Pela sua atuação destemida, o pequeno agora gostava especialmente de Cui Jian, afinal, ele era aquele tio tão temido que assustava toda a equipe da creche. Cui Jian, desinteressadamente, respondeu às perguntas do menino, voltou para casa em sua moto elétrica, parou em frente à mansão de Han Meili, pôs o pequeno no jardim e fechou o portão.

Cui Jian se preparava para ir para casa fazer o jantar quando ouviu o som de vidro quebrando vindo da mansão número 28. Aproximou-se e viu que o portão de ferro estava aberto, mas nem o velho nem a idosa estavam no jardim; do interior vinham gritos e xingamentos.
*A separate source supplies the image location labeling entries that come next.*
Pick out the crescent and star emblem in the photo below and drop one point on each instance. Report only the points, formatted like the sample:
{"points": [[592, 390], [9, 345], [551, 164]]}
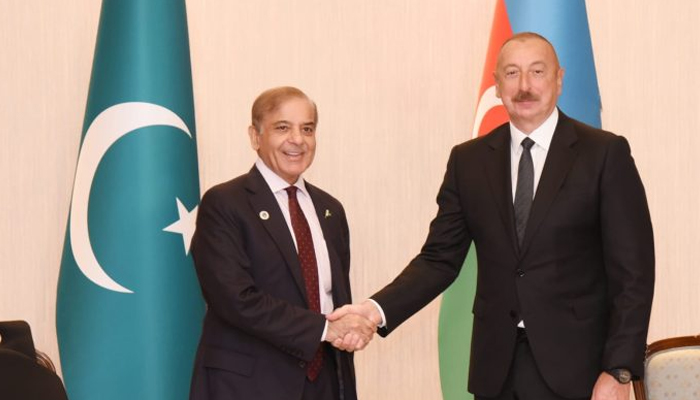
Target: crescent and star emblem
{"points": [[108, 127], [487, 101]]}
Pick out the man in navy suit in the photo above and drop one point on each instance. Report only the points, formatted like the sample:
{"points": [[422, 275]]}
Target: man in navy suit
{"points": [[564, 244], [272, 255]]}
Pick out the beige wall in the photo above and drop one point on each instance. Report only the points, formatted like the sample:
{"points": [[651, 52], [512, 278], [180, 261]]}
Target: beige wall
{"points": [[396, 82]]}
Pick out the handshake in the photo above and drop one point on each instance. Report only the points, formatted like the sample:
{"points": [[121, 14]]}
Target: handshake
{"points": [[352, 326]]}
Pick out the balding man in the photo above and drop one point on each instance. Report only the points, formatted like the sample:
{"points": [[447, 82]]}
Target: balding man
{"points": [[559, 218], [272, 256]]}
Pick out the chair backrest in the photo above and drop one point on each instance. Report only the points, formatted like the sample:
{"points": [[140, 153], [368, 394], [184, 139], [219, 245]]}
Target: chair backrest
{"points": [[671, 370]]}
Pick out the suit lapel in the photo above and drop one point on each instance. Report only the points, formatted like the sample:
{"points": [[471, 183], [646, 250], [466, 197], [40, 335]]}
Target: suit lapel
{"points": [[497, 167], [325, 215], [560, 158], [264, 204]]}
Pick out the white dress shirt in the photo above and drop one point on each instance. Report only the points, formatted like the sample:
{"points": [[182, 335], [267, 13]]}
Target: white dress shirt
{"points": [[278, 186], [542, 136]]}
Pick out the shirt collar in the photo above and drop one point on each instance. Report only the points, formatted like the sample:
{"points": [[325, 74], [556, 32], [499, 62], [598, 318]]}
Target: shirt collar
{"points": [[275, 182], [542, 136]]}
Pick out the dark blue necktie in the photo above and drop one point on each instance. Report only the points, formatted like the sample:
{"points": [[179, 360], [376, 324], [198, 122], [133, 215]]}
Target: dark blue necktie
{"points": [[524, 189]]}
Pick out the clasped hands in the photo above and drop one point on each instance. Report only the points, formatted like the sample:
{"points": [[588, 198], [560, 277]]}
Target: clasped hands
{"points": [[352, 326]]}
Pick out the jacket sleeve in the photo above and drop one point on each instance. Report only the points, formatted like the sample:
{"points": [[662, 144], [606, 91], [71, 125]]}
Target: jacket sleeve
{"points": [[439, 262], [628, 248]]}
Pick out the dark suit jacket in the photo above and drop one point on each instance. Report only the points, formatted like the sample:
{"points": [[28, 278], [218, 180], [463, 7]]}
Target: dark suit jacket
{"points": [[583, 281], [258, 331]]}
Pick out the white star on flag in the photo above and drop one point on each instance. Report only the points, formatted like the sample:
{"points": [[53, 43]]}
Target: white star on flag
{"points": [[185, 225]]}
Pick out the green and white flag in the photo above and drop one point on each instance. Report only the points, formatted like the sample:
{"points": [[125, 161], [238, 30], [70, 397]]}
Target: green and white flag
{"points": [[129, 307]]}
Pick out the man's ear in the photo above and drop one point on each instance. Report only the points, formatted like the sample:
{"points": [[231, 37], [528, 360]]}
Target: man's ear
{"points": [[254, 137]]}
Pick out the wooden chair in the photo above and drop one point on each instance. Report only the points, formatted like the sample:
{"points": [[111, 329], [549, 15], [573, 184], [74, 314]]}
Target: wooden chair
{"points": [[671, 370]]}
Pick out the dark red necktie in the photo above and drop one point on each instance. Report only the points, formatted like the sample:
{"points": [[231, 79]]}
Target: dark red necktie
{"points": [[309, 269]]}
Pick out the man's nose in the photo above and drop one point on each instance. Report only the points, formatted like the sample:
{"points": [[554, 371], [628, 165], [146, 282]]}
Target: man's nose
{"points": [[295, 135], [524, 83]]}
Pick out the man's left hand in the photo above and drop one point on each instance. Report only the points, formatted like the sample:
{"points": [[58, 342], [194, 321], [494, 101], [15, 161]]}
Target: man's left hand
{"points": [[608, 388]]}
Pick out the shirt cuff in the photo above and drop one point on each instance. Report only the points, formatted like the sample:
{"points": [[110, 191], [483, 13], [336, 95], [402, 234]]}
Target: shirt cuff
{"points": [[381, 312], [325, 330]]}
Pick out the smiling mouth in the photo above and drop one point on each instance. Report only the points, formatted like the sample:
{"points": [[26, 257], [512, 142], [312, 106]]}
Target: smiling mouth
{"points": [[293, 154]]}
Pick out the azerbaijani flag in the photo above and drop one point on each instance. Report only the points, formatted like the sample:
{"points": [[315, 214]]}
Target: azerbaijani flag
{"points": [[129, 307], [565, 25]]}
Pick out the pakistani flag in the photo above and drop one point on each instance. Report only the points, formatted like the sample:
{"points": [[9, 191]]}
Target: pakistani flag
{"points": [[565, 24], [129, 307]]}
Ao entrar na sala, Cui Jian deparou-se com sete brutamontes de braços grossos e tatuagens visíveis nos pescoços e braços. No mundo atual, as tatuagens são comuns, mas na região do Leste Asiático (exceto um certo país) grandes tatuagens costumam estar associadas ao submundo local. Os brutamontes olharam para Cui Jian, tentando intimidá-lo, mas ele os ignorou e olhou para o alto da escada.

Lá estava um jovem magricela de óculos, descendo com um vaso na mão, seguido pelo velho que, segurando o corrimão, xingava o filho e tentava alcançá-lo trêmulo. Ao ver Cui Jian, o velho gritou: “Cui Jian, ele está roubando, mas não machuque o vaso!”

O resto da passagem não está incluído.